Director Robert Altman’s THE PLAYER is a clever satire on Hollywood film production. In it, Griffin Mill is an executive at a major studio. A steady stream of writers “pitch” their story lines, which he wants condensed to “25 words or less.” From those concepts come million dollar gambles, and his job is to hit cinematic home runs. Also, he must curry favor with the stars and directors and second-guess Larry Levy who is gunning for his position. Furthermore, Griffin starts receiving threatening cards from a writer he “never got back to.” Griffin tracks down a suspect, but a scuffle results in manslaughter, though there are no witnesses.
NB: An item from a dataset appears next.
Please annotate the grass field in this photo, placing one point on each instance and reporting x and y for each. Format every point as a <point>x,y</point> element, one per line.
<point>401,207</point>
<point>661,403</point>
Griffin gets away with the crime in a satirical send-up of the contrived happy ending. Here Griffin is rich, secure and satisfied–and also mean, smug and pompous, even as he deals with a blackmailer.
THE PLAYER may be more entertaining to film buffs than mass audiences. Regrettably, it includes harsh language, nudity and sexual immorality. With those cautions, and fair warning that this film’s purpose is expose rather than role-modeling, anyone interested in the slippery mechanics of modern filmmaking will find THE PLAYER an engrossing experience, but others will find it as repulsive as Hollywood itself.